How Did Classic Liberalism Become Everyone's Enemy?
Liberalism was the political life-blood of Western Democracies, but now some actor wants to spill it on the altar of their extremist ideologies
Once upon a time, civil rights such as freedom of speech, freedom of assembly, freedom of thought, and freedom of commerce, were prized by the political left, the good ol’ “bleeding heart liberals.” People who would champion the rights of women, religious minorities, and racial minorities not to be discriminated against.
Even classic conservatives could argue for a free market and for traditional values but defend someone’s right to disagree with them in the name of liberty.
I am old enough to remember the ACLU defending neo-Nazis and Oliver North!
Freedom For Me, But Not For Thee
It is mind-boggling that the extreme left and extreme right seem weirdly united in their rejection of liberal principles of freedom from coercion.
On the right, you have Hungarian PM Viktor Orbán championing an “illiberal democracy” and Christian Nationalists calling for coercion in matters of religion and enforced obedience to biblical laws against liberalism.
An extreme vision is a Presbyterian Taliban propping up a Christian prince who will use violence to effect a religious and racial purification of society.
On the left, you have the radical progressives contending that liberalism is the philosophy that undergirds capitalism, white supremacy, and heteronormativity. Therefore, liberalism must be dismantled and replaced with a hierarchy of the oppressed. Political and economic systems must be reengineered, by force if necessary, to ensure equality of outcomes.

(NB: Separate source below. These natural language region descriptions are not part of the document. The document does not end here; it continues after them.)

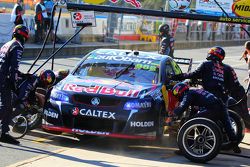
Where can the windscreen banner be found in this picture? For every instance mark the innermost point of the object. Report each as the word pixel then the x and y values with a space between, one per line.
pixel 210 7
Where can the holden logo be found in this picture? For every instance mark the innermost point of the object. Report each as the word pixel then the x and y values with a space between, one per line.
pixel 95 101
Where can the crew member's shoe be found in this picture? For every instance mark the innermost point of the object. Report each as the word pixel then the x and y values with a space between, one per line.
pixel 6 138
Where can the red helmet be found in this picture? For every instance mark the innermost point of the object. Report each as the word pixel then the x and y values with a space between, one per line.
pixel 47 77
pixel 216 53
pixel 179 89
pixel 164 29
pixel 21 32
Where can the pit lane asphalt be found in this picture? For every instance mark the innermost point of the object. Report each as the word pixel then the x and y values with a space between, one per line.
pixel 38 145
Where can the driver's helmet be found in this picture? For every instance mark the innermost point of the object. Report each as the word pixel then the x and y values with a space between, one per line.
pixel 179 89
pixel 216 53
pixel 164 29
pixel 47 77
pixel 21 32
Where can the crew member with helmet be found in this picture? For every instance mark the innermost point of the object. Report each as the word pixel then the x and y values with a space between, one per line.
pixel 214 108
pixel 28 84
pixel 167 41
pixel 219 79
pixel 10 57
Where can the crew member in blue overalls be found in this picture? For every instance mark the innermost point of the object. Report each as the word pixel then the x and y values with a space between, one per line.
pixel 10 57
pixel 220 79
pixel 167 41
pixel 214 108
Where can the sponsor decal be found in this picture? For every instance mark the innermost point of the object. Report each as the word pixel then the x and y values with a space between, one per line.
pixel 90 132
pixel 235 20
pixel 179 4
pixel 134 3
pixel 101 90
pixel 142 124
pixel 97 113
pixel 75 111
pixel 51 114
pixel 242 8
pixel 95 101
pixel 156 93
pixel 83 17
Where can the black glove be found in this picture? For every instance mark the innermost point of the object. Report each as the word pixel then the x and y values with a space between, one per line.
pixel 26 75
pixel 178 77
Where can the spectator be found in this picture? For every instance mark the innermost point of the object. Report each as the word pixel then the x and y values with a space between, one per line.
pixel 40 17
pixel 17 13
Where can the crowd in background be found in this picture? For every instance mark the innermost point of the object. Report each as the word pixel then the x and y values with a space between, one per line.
pixel 202 30
pixel 42 18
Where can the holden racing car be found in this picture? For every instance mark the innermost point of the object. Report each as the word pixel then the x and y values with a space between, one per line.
pixel 113 92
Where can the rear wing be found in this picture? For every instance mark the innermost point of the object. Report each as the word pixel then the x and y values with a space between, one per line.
pixel 185 61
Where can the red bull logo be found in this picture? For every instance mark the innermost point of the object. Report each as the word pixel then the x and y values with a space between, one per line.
pixel 134 3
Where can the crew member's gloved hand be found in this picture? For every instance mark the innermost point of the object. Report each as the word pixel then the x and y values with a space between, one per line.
pixel 177 77
pixel 27 75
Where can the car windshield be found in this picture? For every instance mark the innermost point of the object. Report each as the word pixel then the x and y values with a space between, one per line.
pixel 124 71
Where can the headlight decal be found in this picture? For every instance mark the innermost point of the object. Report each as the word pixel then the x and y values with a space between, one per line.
pixel 138 104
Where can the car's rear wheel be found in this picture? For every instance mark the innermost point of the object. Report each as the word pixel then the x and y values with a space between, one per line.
pixel 199 139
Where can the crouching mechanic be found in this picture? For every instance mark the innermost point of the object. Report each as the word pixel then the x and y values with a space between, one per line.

The worst imaginings here is an army of Rainbow Guards putting people on trial for everything from hyper-whiteness to lesbians who refuse to have sex with trans-women.
Maybe this double-pincer movement from the left and right against liberalism is because classical liberalism is incoherent and unworkable in the end.
Such is the argument of Catholic political philosopher Patrick Deneen who believes “liberalism is built on a foundation of contradictions: it trumpets equal rights while fostering incomparable material inequality; its legitimacy rests on consent, yet it discourages civic commitments in favor of privatism; and in its pursuit of individual autonomy, it has given rise to the most far-reaching, comprehensive state system in human history.”